MOSCOU - O presidente da Rússia, Dmitri Medvedev, afirmou hoje em entrevista a três canais de televisão russos que a Rússia tomou uma decisão irreversível ao reconhecer a independência das regiões separatistas georgianas da Abkházia e Ossétia do Sul.

EFE |

"Do ponto de vista legal, apareceram novos Estados. O processo de reconhecimento [por parte de outros países do mundo] pode se alongar durante muito tempo, mas não mudará nossa postura", ressaltou.

Segundo o presidente , a obrigação da Rússia agora é garantir a paz e a calma dos cidadãos dessas regiões."Tomamos uma decisão e não voltaremos atrás", afirmou.

Além disso, ele admitiu que o reconhecimento das independências por parte de outros Estados é um "assunto particular".

Medvedev lembrou ainda que a legislação internacional se baseia no fato de que um novo Estado surge após esse ser reconhecido por apenas um país.
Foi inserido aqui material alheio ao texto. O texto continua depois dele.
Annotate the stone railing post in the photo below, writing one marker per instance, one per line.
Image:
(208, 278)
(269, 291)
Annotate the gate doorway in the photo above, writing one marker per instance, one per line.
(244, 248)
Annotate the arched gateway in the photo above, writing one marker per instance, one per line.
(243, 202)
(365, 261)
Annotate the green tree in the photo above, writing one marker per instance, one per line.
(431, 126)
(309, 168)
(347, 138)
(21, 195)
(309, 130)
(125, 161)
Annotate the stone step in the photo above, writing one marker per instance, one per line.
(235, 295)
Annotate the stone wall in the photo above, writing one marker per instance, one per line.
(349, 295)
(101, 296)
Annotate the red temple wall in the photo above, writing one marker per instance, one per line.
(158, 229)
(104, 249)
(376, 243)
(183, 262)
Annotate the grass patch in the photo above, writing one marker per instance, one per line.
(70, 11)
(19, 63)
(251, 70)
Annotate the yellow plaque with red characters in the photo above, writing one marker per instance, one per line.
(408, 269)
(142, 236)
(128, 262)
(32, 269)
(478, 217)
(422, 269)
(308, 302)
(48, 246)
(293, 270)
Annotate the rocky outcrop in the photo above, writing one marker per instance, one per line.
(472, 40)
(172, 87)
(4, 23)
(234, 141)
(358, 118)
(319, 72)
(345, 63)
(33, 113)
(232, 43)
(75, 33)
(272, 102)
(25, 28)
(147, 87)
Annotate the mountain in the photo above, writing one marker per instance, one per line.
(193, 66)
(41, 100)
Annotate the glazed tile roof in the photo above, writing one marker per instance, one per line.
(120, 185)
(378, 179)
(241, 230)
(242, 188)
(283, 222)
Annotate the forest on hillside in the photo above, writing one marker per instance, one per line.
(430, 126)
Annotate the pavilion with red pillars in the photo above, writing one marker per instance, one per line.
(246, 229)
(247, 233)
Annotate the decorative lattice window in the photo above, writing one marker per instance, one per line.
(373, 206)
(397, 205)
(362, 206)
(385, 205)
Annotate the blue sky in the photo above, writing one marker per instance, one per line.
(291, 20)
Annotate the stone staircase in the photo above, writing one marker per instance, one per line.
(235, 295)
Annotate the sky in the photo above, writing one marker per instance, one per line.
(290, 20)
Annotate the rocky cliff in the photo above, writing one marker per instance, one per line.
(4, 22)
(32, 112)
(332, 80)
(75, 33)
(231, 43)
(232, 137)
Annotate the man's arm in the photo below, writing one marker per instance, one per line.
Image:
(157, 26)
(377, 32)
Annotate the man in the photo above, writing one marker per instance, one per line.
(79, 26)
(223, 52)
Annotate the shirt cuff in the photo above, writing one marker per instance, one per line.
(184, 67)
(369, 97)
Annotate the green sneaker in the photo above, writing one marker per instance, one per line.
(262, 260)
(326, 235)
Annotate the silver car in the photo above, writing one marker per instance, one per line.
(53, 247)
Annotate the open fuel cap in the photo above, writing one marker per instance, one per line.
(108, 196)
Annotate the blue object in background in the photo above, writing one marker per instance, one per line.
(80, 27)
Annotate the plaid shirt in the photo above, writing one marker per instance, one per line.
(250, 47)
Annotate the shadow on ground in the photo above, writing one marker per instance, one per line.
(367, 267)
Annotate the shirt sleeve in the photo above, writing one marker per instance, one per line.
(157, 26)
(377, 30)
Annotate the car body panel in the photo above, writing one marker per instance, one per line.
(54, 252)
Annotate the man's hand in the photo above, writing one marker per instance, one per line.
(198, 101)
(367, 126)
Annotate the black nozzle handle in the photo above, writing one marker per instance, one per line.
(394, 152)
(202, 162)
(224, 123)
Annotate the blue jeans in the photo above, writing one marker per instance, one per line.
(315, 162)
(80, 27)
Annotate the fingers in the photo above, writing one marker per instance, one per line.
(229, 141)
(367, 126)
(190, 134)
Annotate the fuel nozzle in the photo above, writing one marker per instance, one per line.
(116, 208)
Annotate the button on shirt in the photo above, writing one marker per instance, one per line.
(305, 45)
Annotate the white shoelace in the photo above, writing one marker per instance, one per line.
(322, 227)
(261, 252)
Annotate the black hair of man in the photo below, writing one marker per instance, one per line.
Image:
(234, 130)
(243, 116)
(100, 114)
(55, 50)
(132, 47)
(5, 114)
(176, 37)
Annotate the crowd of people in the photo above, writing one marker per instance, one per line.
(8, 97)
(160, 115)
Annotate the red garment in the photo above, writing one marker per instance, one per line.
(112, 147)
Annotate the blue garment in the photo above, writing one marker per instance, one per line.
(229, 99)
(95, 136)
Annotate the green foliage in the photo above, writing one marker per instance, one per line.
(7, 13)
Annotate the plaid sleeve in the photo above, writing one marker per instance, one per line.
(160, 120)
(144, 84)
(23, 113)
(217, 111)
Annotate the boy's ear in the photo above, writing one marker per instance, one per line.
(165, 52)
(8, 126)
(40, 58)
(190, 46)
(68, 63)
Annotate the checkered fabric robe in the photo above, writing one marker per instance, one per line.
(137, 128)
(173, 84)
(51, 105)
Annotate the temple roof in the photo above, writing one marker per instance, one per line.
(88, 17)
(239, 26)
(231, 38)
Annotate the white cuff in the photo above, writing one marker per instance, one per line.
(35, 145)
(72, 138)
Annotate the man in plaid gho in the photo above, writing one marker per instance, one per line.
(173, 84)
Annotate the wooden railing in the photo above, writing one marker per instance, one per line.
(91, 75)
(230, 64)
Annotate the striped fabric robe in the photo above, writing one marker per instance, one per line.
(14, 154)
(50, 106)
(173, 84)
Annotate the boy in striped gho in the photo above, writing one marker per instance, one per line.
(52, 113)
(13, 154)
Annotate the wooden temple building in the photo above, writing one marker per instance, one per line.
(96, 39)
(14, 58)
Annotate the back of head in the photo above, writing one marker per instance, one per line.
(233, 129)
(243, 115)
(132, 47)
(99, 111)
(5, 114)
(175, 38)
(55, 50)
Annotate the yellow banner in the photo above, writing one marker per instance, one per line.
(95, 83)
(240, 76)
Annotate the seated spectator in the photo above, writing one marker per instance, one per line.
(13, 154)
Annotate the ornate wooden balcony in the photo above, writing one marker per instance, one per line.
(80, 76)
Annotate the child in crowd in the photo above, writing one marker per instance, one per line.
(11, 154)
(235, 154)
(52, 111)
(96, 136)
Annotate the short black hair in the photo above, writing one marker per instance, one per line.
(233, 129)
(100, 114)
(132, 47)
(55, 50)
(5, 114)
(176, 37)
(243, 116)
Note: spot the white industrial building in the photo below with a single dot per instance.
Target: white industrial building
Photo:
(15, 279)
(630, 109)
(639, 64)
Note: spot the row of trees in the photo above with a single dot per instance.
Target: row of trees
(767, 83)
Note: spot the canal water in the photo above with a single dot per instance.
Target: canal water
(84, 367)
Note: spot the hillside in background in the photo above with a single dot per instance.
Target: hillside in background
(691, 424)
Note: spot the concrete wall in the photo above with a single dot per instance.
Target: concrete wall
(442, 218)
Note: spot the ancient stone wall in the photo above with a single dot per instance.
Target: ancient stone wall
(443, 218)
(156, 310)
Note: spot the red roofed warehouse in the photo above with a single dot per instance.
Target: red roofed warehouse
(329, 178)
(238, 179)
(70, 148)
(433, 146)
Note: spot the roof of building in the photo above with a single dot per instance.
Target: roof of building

O chefe de Estado russo insistiu também "em que a decisão de reconhecer as independências da Ossétia do Sul e da Abkházia foi tomada para evitar o genocídio e prevenir o êxodo das populações locais desses territórios".

O presidente se mostrou convencido de que a decisão era inevitável e "que sua eficácia é evidente para todos".

Por outra parte, Medvedev afirmou que a Rússia está disposta, em caso de necessidade, de aprovar leis especiais que impliquem em sanções diplomáticas e econômicas contra outros países.

"Em geral, não somos favoráveis a sanções e só as adotamos nos casos mais excepcionais", especificou, e qualificou tal medida de improdutiva.

Questionado sobre a existência de bases normativas suficientes para adotar medidas de resposta em caso de agressão, Medvedev respondeu que, nesse caso, não há nada a ser aprovado, já que "a comunidade internacional aprovou os estatutos da ONU, onde fica estabelecido o direito dos Estados a se defender".

Ele ressaltou que a Rússia conta com leis especiais que contemplam "medidas de resposta e, em particular, o uso das Forças Armadas". Disse ainda que "a base normativa existe, não se deve estabelecer nada", declarou.